Me: "This challenge is a case where the library developers are trying to change their code without causing disruption for anyone else."
You: "And Nulan's namespace system handles that just fine."
What I meant was that the library developer wants our applications to use their new library version without any involvement of the application developers. I seriously doubt that's what you're claiming to support.
"You could argue that's a good case for a package manager like RubyGem, and that may be true, but I consider such a system to be in a layer above the namespace system."
I think the only place we really disagree now is that you're content to neglect the "RubyGem" parts of these challenges for the purposes this discussion, while I consider them the hardest parts. I think if you do try to design a package manager, you may very well get most of a namespace system out of the deal, or even a whole programming language.
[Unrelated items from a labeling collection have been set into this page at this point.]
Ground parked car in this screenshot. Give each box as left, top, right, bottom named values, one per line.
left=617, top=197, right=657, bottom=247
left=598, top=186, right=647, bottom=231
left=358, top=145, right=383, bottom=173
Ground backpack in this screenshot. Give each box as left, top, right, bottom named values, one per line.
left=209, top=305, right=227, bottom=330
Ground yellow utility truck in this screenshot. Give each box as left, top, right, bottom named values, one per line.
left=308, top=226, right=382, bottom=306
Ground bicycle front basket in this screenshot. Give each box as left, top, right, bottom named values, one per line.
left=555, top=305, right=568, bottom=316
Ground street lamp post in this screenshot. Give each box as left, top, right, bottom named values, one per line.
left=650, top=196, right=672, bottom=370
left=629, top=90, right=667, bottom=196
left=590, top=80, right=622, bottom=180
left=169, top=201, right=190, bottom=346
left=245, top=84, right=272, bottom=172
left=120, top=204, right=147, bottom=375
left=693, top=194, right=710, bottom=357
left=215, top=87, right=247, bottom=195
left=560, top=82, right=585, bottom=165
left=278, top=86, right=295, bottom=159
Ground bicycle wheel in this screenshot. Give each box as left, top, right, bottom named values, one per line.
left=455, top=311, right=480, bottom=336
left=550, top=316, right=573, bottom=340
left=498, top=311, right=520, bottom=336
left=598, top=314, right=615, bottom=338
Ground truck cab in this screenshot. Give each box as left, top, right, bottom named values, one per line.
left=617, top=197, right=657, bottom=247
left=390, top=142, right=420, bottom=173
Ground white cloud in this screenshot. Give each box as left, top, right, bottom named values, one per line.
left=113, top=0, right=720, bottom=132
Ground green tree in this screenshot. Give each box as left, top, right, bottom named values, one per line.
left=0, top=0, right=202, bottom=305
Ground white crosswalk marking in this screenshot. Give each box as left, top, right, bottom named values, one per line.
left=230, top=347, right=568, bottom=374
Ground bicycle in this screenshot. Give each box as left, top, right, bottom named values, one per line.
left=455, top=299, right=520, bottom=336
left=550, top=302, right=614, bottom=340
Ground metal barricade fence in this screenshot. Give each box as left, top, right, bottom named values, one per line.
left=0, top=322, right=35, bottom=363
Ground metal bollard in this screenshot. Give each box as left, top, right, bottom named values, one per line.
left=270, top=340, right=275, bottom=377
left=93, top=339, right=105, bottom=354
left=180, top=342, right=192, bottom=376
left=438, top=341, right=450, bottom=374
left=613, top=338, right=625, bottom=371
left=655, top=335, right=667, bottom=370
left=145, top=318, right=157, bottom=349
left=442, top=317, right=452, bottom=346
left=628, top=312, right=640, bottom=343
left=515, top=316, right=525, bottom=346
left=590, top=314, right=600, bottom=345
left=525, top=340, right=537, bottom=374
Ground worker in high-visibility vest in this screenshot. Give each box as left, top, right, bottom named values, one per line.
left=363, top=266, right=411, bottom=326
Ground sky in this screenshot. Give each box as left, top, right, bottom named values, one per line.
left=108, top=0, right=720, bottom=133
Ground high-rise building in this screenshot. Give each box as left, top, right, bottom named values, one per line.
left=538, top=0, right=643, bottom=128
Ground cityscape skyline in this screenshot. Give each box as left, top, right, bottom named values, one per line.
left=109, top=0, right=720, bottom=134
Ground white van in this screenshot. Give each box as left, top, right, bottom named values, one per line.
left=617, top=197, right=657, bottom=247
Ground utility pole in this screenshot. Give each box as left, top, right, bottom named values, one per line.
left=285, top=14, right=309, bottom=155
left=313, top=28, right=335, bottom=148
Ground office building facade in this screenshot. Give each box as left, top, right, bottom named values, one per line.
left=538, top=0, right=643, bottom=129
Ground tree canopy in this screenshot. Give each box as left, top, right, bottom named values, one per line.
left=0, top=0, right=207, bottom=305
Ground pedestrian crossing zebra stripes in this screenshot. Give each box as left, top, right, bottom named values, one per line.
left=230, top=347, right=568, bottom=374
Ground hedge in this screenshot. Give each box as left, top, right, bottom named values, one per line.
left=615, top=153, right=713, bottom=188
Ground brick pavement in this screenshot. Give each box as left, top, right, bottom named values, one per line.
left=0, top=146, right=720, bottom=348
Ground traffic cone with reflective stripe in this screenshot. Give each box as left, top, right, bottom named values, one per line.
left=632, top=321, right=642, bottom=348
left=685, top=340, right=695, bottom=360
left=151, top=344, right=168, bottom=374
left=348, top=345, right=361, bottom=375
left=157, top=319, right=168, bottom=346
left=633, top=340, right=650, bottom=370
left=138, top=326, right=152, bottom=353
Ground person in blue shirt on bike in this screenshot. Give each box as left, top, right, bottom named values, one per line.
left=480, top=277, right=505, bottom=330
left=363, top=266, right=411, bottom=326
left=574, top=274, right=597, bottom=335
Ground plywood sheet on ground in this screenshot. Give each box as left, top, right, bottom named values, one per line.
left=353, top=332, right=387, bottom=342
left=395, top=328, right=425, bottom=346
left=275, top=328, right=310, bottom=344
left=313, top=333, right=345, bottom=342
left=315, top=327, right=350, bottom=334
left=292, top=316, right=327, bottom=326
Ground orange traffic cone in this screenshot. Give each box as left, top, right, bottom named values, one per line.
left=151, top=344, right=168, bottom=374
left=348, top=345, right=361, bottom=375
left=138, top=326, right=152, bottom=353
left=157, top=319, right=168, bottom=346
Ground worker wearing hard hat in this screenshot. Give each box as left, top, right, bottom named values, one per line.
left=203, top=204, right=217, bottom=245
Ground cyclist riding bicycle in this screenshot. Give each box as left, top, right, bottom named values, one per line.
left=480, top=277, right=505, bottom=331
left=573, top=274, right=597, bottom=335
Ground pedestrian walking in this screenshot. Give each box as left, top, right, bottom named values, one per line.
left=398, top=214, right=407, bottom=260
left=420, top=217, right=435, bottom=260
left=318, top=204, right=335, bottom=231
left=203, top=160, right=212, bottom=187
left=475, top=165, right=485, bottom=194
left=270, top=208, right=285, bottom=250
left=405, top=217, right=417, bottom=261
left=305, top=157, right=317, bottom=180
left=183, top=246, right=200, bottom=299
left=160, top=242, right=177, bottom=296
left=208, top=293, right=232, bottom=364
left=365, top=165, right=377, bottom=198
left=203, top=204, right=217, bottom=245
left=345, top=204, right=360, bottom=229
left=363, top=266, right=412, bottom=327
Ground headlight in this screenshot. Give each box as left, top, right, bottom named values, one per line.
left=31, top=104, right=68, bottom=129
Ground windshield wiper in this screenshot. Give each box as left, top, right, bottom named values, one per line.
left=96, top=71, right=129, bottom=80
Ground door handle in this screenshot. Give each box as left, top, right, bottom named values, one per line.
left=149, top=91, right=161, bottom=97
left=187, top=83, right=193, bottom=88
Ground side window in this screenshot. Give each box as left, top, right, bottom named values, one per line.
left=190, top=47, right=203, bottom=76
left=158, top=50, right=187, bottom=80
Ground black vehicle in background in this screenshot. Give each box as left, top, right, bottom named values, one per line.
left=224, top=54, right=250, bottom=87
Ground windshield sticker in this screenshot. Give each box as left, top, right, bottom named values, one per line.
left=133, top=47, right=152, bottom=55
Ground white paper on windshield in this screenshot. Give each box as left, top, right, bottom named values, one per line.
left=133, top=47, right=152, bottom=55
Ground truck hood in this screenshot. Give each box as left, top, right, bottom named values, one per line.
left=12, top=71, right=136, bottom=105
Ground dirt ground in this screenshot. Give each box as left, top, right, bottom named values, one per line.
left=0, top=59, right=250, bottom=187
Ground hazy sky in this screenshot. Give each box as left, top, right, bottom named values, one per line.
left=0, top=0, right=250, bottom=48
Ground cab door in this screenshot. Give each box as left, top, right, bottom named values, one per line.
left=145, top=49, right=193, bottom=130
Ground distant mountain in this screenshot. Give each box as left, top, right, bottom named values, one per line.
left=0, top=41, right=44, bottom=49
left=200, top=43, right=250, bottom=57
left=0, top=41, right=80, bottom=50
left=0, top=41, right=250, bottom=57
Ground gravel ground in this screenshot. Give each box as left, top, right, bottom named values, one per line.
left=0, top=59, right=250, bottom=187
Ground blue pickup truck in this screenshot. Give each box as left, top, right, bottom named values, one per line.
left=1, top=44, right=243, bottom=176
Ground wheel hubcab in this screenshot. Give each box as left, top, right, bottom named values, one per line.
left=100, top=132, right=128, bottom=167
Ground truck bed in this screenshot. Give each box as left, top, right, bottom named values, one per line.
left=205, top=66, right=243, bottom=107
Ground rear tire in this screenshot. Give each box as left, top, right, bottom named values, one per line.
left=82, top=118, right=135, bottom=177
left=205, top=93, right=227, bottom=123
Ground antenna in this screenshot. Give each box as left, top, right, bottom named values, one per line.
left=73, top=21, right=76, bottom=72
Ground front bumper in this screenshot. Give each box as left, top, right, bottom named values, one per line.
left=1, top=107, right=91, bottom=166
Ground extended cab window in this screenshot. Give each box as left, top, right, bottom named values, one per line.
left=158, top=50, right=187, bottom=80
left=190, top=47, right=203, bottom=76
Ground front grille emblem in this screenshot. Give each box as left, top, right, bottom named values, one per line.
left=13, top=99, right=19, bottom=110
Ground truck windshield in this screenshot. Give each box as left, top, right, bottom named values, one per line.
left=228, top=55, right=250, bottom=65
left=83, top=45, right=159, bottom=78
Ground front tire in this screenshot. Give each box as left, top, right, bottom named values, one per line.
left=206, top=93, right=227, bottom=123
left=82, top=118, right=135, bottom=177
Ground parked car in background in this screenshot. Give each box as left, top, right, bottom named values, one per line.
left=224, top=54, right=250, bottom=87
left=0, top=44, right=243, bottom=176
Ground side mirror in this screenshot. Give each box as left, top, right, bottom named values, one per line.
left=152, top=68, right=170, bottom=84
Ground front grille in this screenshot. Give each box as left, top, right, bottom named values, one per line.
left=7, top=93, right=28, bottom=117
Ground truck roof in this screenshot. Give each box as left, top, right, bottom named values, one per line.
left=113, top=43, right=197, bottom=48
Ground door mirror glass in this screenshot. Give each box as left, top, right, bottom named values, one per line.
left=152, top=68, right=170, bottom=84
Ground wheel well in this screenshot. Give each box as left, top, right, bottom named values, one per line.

Unfortunately, package managers and filesystems aren't quite a full layer above the languages they're used with. Program units tend to link together using hardcoded filenames or package names, a practice that ties some of the filesystem or package manager complexity into the complexity of the language proper.
The module system I've been working on recently (ever since ) is meant to help resolve that, by making the non-language-specific complexity as simple and universal as possible. It's based on two notions: A program is a multiset of independently maintained extensions, and it exists in the context of an expansive historical record containing all knowledge ever discovered (or at least all knowledge we have on hand).
The extensions and units of background knowledge may ultimately be encoded as files and managed at a "layer above" using traditional package managers and filesystems. However, they may also be manipulated as first-class values in a host program, or even as visual elements in a UI.